No legislator in our time (except, perhaps the late Senator Edward Kennedy) comes close to matching this record, a record that essentially adds up to the saving of millions of American lives. Waxman's successful war on tobacco alone reduced the lung cancer death rate by millions.  Add Clean Air and Clean Water to that and you come up with an incredible number of saved lives.

Waxman is a remnant of the good old days. Think back to the Progressive Era of Teddy Roosevelt, FDR's New Deal, and LBJ's Great Society when Congress fought the special interests on behalf of the American people and often won. Not always. But enough so that life in America is still far from the unregulated hell envisioned by, among many others,  the Koch Brothers, Paul Ryan, Ted Cruz  and Rand Paul.  America only remains a decent country because of the work and lives of men and women like Henry Waxman who not only resisted those two-bit Ayn Rands but beat them, over and over again.

Naturally, I will note the Jewish angle. 

Henry Waxman is utterly devoted to Israel (in fact, he is pretty conservative on Israel). He is also an observant Jew, one of the few in Congress. 

And yet his work in Congress rarely touched on Israel.  He left that to his Los Angeles colleague, Howard Berman.  Waxman focused on the needs of the American people. Like Carl Levin of Michigan, he did what he had to do on Israel, but as a legislator, he worked for America. (His opposite is Chuck Schumer who has devoted his career to supporting Wall Street, the Banking Industry and AIPAC, all cash cows). 
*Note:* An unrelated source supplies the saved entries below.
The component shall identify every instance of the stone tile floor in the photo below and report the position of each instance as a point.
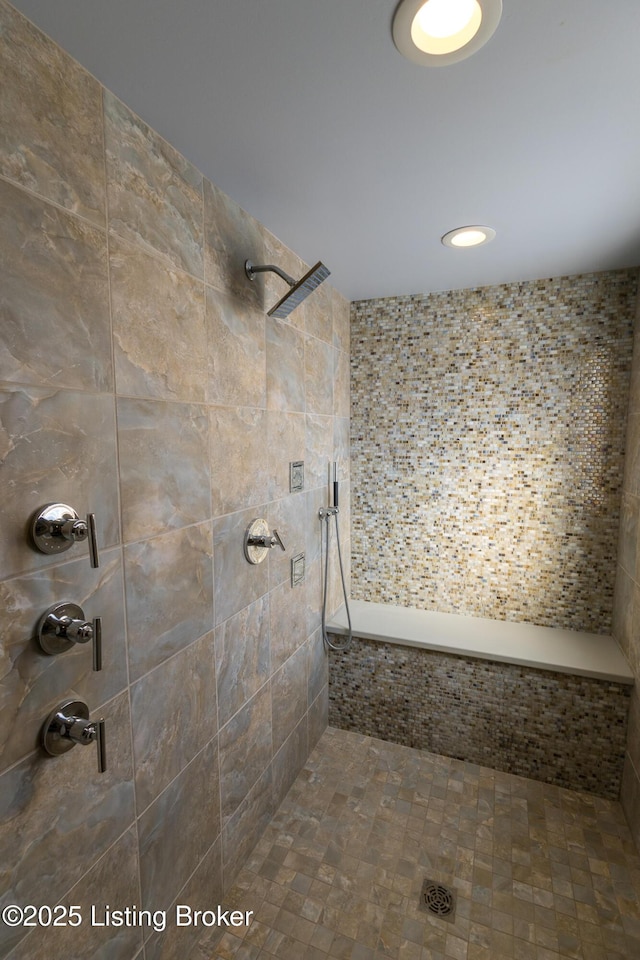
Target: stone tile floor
(539, 872)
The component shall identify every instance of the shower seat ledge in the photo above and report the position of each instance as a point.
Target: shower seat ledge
(543, 648)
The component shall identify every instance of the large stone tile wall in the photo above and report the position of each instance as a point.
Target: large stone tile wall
(141, 379)
(560, 729)
(488, 435)
(626, 610)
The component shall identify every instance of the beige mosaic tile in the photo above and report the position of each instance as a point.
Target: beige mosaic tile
(539, 872)
(488, 436)
(563, 729)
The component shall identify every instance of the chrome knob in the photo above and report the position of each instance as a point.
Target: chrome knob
(258, 541)
(63, 625)
(69, 724)
(56, 527)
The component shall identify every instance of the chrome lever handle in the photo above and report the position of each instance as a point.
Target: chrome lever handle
(258, 541)
(101, 744)
(63, 625)
(97, 644)
(69, 724)
(277, 540)
(56, 527)
(94, 559)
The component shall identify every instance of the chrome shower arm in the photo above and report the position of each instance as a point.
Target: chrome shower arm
(252, 268)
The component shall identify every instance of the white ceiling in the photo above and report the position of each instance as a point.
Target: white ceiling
(304, 112)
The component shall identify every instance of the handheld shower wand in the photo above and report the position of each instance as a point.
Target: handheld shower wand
(325, 513)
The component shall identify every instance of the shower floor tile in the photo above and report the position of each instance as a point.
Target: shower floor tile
(538, 872)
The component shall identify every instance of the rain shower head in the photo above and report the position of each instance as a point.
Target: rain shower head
(299, 289)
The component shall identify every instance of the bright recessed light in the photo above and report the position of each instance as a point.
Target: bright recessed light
(439, 32)
(468, 236)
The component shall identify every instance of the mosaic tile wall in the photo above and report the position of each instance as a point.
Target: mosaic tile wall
(561, 729)
(488, 433)
(140, 378)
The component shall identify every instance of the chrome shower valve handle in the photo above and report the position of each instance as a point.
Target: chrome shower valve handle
(69, 724)
(63, 625)
(258, 540)
(56, 527)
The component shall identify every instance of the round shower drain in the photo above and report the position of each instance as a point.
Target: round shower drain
(437, 899)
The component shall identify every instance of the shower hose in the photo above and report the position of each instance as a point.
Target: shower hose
(325, 515)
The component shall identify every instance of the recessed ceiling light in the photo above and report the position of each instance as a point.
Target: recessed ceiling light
(439, 32)
(472, 236)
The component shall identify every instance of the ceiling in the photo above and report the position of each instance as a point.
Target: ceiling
(304, 113)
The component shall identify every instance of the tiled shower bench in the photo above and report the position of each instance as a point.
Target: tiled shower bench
(541, 702)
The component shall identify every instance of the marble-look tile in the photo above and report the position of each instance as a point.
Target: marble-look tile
(622, 626)
(169, 589)
(32, 682)
(318, 717)
(628, 536)
(285, 367)
(314, 595)
(58, 815)
(55, 447)
(630, 799)
(319, 456)
(174, 715)
(289, 696)
(237, 582)
(242, 657)
(319, 313)
(289, 761)
(159, 332)
(288, 622)
(341, 312)
(243, 830)
(55, 326)
(341, 391)
(232, 237)
(318, 376)
(315, 528)
(240, 458)
(287, 516)
(633, 729)
(51, 138)
(111, 883)
(236, 351)
(342, 446)
(317, 666)
(245, 751)
(155, 195)
(202, 892)
(631, 482)
(285, 443)
(178, 829)
(165, 479)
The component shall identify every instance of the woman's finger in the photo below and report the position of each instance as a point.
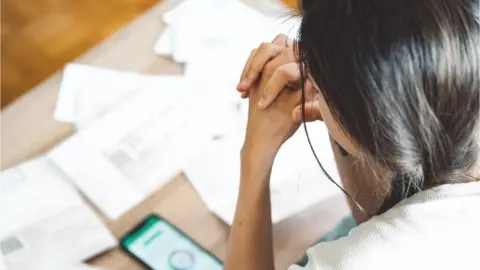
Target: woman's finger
(264, 53)
(286, 75)
(245, 69)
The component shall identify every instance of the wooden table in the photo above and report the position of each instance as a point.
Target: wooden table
(28, 130)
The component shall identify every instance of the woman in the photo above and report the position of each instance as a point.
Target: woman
(397, 85)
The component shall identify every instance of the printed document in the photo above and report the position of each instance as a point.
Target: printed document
(297, 181)
(123, 157)
(44, 221)
(87, 93)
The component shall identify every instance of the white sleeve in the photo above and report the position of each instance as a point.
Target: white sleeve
(355, 251)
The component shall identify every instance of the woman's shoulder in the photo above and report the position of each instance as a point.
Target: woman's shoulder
(430, 230)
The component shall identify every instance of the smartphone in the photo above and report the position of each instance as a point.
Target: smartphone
(159, 245)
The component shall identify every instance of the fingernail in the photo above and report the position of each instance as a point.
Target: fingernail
(242, 85)
(262, 102)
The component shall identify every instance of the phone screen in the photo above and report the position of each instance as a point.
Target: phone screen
(160, 246)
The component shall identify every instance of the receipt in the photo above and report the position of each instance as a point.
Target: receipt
(123, 157)
(42, 215)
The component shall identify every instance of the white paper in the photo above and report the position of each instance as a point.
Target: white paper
(44, 221)
(193, 25)
(80, 266)
(163, 45)
(87, 93)
(122, 158)
(297, 181)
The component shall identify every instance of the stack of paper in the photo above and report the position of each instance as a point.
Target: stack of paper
(159, 123)
(86, 93)
(44, 222)
(124, 156)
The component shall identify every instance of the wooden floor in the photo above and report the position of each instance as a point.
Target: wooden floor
(40, 36)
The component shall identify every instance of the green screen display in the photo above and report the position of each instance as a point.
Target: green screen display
(162, 247)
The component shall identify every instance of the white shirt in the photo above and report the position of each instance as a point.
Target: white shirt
(434, 229)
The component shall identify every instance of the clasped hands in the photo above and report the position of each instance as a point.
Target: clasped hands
(271, 81)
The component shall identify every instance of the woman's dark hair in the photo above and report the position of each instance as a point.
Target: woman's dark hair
(402, 77)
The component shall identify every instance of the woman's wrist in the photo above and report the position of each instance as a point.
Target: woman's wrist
(256, 163)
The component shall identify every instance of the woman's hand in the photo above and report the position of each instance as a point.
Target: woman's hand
(268, 128)
(277, 62)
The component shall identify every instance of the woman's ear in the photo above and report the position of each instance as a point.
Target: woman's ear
(312, 112)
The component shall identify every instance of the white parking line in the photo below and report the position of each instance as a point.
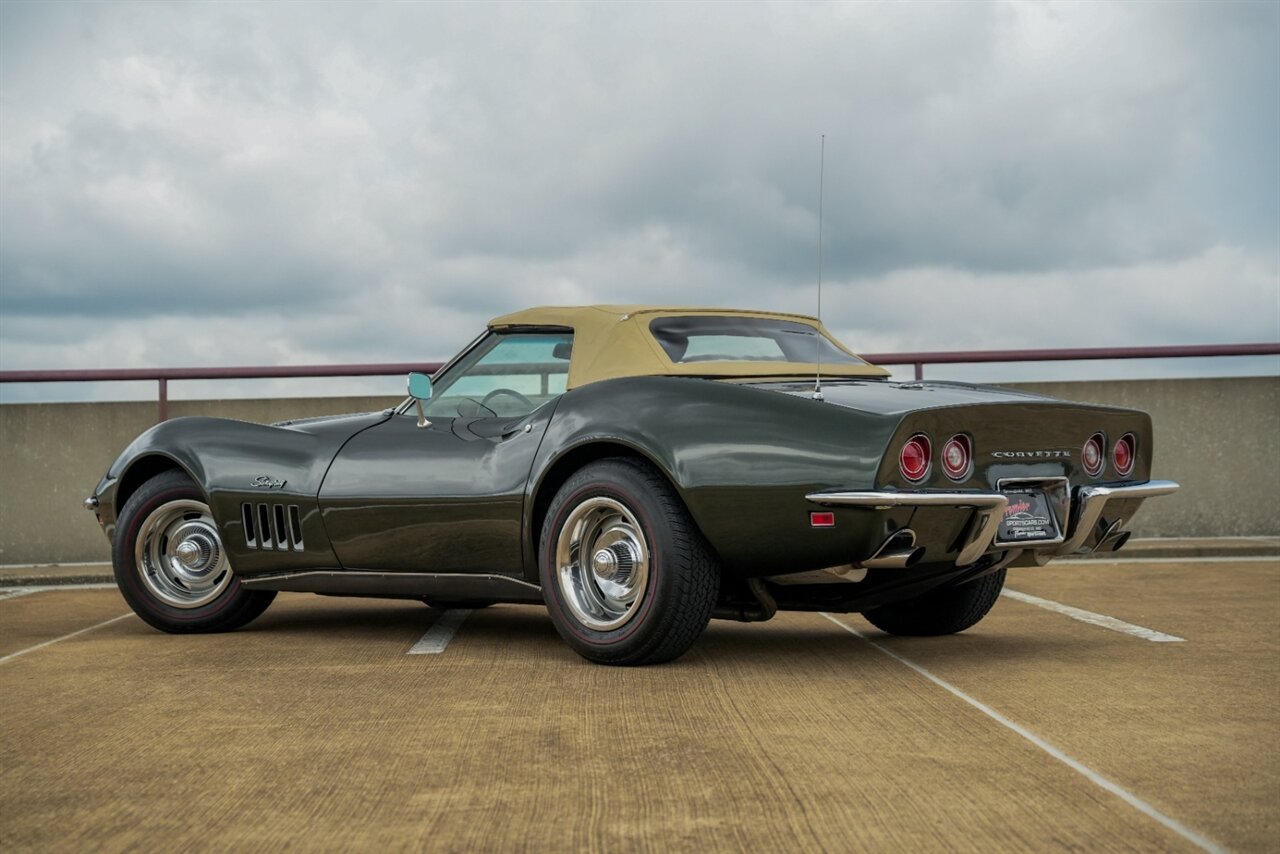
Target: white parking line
(49, 643)
(1095, 619)
(13, 593)
(1121, 558)
(438, 636)
(1079, 767)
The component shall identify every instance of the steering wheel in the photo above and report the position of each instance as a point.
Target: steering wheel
(508, 392)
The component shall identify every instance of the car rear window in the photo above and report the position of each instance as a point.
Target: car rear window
(755, 339)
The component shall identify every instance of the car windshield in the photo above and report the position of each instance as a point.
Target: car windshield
(507, 374)
(758, 339)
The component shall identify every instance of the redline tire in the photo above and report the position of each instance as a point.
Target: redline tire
(164, 506)
(625, 507)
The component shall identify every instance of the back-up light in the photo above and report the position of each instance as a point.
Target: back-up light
(914, 459)
(1093, 455)
(1123, 455)
(956, 456)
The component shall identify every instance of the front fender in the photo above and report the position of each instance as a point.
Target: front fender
(237, 464)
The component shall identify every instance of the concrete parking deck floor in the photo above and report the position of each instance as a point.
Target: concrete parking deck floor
(312, 729)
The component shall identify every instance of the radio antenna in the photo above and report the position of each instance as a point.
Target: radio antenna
(817, 334)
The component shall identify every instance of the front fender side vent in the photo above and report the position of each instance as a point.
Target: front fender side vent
(272, 526)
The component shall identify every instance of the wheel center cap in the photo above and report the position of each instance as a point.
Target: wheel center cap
(188, 553)
(604, 563)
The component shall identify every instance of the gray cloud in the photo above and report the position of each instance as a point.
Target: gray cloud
(371, 182)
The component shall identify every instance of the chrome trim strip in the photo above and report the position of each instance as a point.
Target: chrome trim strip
(887, 499)
(1092, 499)
(981, 538)
(368, 574)
(982, 530)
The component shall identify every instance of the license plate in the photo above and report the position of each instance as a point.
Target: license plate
(1028, 517)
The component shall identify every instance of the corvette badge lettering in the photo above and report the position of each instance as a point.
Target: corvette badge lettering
(1036, 455)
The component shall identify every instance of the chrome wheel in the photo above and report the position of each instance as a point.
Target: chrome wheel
(602, 563)
(179, 556)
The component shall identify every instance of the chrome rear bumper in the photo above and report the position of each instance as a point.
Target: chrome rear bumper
(988, 508)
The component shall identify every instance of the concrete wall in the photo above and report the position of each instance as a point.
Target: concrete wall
(1220, 438)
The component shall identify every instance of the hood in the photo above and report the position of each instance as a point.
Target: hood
(897, 398)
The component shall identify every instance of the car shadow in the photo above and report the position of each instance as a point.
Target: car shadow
(530, 626)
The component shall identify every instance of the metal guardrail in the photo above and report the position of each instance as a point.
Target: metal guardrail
(161, 375)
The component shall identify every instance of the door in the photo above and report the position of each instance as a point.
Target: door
(449, 497)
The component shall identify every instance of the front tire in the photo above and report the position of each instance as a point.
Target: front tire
(940, 612)
(627, 576)
(170, 563)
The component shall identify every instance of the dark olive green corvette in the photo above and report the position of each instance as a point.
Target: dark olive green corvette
(639, 470)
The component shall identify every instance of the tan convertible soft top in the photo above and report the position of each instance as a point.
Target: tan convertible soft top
(615, 341)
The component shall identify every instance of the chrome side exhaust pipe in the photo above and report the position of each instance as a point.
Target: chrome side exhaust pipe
(897, 552)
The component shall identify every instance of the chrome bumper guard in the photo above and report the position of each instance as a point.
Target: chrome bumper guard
(988, 508)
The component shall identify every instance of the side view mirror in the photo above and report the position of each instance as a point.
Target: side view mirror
(420, 387)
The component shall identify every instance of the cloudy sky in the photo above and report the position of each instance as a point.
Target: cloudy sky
(237, 183)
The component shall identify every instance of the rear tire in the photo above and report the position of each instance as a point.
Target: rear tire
(170, 563)
(626, 575)
(940, 612)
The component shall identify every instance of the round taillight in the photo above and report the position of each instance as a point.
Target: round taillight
(914, 457)
(1093, 456)
(1123, 455)
(956, 457)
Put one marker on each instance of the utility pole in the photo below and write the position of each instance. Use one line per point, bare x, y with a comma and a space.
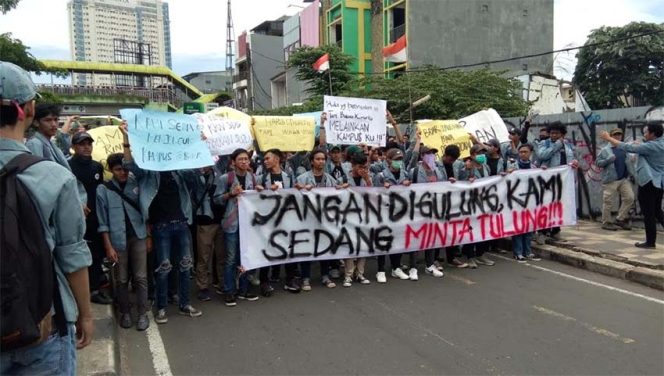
230, 39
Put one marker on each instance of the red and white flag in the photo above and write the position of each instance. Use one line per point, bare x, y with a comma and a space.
396, 52
322, 64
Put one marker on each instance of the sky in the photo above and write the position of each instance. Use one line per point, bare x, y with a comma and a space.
198, 27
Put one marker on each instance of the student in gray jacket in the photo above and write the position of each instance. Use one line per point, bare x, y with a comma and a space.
649, 177
615, 179
124, 235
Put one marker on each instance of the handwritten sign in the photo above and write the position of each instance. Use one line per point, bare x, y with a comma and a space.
316, 116
441, 133
108, 140
354, 121
224, 135
486, 125
366, 222
163, 141
286, 133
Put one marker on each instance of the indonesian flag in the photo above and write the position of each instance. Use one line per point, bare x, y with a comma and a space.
322, 64
396, 52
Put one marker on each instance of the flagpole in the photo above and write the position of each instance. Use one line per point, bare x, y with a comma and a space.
329, 75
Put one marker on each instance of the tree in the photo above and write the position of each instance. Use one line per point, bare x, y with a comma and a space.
304, 58
623, 68
14, 51
453, 93
7, 5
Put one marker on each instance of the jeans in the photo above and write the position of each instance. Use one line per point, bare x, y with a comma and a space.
624, 187
55, 356
172, 239
521, 244
650, 201
134, 257
232, 240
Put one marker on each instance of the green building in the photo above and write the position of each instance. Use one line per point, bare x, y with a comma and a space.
348, 24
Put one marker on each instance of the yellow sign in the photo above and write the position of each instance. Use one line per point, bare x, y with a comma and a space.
440, 133
108, 140
286, 133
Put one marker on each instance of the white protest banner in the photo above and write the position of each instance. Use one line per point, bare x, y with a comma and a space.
354, 121
223, 135
164, 141
486, 125
286, 226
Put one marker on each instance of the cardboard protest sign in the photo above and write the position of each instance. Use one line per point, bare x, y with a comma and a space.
486, 125
164, 141
288, 225
316, 116
286, 133
107, 141
440, 133
354, 121
223, 135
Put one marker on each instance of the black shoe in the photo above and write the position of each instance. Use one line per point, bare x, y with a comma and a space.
229, 300
125, 321
100, 298
266, 290
292, 286
247, 296
143, 322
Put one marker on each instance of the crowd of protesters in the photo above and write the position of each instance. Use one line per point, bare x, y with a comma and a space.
159, 231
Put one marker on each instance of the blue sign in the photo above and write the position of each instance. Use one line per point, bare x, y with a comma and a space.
164, 141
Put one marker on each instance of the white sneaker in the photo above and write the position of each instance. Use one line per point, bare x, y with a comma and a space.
398, 273
433, 270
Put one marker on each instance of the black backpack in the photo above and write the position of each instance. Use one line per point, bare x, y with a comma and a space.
27, 273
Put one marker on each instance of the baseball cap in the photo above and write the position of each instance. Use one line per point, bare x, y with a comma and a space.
15, 84
516, 131
80, 137
393, 154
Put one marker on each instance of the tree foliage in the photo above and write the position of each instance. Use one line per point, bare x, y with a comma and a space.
304, 58
453, 93
634, 67
7, 5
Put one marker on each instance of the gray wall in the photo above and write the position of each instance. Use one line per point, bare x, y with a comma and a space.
218, 81
454, 32
582, 131
267, 60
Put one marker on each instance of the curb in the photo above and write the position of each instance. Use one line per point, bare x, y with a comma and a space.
101, 357
594, 261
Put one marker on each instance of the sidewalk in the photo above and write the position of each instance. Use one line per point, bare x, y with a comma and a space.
587, 246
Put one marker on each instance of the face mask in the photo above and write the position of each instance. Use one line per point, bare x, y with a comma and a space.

Waxman  comes out of the old socialist Jewish tradition which we now call liberalism or progressivism. Prophets not profits. And always, the people first.

I wish Waxman would run for something else. His governor, Jerry Brown, is a year older than Henry and he is running for re-election. But I doubt that will happen.

Of course, Waxman has accomplished enough for one political life (or 100 these days).

As was once said of Christopher Wren, the man who built St. Paul's Cathedral in London. “If you want to see his monument, look around you.”

As a Jew and as an American, Henry Waxman makes me proud. I think I'll tell my grandkids stories about him. They love hearing about the good guys who win.